Todo eso y más, ahora recrudecido por Trump, padece Cuba y en medio de esa tempestad de dolor, de acoso, de abuso sin nombre, como decía la trova hace sesenta años: ¡Cuba va!
La Revolución cubana no es un acontecimiento fortuito ni el fruto de unas mentes febriles; es el resultado de una lucha que se inició en 1868 con Carlos Manuel de Céspedes y el Grito de Yara, y ya no se detuvo más, dijo Juan Bosch.
Y así es. La guerra infame contra Cuba continúa sesenta y siete años después.

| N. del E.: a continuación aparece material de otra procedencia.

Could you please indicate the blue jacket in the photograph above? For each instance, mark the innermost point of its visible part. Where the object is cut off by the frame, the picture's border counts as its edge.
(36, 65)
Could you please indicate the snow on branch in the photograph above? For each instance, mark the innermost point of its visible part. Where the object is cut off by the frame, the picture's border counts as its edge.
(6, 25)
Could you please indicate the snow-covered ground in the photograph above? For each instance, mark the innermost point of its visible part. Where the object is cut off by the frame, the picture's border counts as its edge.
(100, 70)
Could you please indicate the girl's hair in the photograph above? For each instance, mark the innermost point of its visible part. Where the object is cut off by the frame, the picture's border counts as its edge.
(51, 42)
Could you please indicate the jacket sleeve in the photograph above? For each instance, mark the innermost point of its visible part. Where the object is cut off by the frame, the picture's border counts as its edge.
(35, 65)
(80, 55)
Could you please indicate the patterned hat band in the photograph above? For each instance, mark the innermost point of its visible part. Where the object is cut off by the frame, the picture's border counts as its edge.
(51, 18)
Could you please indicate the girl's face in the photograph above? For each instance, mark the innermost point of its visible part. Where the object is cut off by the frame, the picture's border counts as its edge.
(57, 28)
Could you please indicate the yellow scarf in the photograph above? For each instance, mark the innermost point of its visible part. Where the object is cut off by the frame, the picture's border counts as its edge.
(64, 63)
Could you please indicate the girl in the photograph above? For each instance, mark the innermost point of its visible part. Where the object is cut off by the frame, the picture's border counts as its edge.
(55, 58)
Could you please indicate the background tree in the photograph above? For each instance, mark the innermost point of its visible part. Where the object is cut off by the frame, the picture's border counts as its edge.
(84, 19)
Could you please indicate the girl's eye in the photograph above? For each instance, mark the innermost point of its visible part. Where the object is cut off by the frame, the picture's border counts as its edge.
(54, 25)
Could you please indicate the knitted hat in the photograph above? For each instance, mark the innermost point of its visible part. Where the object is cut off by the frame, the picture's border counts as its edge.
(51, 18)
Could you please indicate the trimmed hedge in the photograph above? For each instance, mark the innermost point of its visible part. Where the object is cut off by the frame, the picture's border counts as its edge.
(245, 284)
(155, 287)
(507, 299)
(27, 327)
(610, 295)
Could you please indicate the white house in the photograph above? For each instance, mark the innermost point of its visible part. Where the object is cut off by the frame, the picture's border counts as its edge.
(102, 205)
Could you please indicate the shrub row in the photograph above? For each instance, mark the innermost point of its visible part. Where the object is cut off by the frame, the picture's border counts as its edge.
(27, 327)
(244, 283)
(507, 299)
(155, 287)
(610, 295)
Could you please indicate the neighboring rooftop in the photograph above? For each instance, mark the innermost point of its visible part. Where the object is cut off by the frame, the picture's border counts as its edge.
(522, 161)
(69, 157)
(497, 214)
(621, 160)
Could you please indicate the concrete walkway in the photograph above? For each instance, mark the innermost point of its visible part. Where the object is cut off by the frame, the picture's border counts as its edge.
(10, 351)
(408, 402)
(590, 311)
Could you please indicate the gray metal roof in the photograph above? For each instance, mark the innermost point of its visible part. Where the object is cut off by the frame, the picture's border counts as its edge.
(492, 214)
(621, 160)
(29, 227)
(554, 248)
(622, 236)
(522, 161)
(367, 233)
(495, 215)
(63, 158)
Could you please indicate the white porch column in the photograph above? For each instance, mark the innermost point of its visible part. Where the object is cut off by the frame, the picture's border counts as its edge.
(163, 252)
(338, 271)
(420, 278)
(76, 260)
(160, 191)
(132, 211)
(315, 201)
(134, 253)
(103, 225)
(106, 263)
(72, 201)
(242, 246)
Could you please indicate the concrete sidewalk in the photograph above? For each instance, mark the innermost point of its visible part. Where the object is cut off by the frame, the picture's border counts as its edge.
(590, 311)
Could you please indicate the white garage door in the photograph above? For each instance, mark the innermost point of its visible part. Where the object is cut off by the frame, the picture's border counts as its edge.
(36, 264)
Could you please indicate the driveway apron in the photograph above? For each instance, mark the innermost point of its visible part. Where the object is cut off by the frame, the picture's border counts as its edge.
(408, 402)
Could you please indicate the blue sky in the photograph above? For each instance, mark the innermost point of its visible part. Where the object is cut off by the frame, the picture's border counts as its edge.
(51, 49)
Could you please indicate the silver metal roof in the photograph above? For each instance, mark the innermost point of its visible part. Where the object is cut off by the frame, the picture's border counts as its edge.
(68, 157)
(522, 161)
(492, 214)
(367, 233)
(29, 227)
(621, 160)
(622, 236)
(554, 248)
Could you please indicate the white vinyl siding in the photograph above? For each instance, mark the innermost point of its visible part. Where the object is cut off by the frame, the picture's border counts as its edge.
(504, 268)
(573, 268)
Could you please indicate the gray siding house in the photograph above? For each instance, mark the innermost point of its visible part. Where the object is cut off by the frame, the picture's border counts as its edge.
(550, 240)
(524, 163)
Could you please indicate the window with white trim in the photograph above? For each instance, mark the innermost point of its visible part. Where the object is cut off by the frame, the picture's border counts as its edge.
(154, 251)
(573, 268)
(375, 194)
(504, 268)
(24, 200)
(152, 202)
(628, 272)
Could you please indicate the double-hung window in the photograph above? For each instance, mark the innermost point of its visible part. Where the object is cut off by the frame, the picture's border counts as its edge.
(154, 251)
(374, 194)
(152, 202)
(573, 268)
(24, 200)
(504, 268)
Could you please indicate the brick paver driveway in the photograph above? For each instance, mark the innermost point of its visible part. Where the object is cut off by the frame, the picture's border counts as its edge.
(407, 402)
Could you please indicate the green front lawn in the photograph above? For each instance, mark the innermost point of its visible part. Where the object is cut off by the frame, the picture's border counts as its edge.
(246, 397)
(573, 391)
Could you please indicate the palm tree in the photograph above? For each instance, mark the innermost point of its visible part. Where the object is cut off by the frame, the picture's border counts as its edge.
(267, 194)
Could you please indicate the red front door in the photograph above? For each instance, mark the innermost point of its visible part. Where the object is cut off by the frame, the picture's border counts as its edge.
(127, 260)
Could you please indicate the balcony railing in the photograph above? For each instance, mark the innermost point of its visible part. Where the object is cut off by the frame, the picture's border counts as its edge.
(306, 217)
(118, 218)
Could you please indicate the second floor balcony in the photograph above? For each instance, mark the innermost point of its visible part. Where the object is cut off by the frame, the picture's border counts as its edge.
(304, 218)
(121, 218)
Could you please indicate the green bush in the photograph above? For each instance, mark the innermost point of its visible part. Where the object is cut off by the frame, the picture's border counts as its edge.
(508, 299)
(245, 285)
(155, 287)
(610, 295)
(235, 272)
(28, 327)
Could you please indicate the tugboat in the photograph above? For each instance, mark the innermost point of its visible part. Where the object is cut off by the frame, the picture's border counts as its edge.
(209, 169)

Y Cuba sufre y lucha:
“Puede que algún machete
se enrede en la maleza.
Puede que algunas noches
las estrellas no quieran salir.
Puede que con los brazos
haya que abrir la selva,
pero a pesar de los pesares, como sea:
¡Cuba va! ¡Cuba va!”.
Así lo advertía Silvio Rodríguez, mientras Noel Nicola resumía los altos propósitos de la Revolución Cubana:
“Quiero abrir mi voz al mundo
que llegue al último confín
de norte a sur y de este a oeste.
Y que cualquier hombre pueda
gritar sus propias esperanzas,
sus heridas y su lucha cuando diga:
¡Cuba va! ¡Cuba va!”.
En Cuba se juegan hoy la soberanía, la dignidad y el destino de Nuestra América. Que nadie lo dude.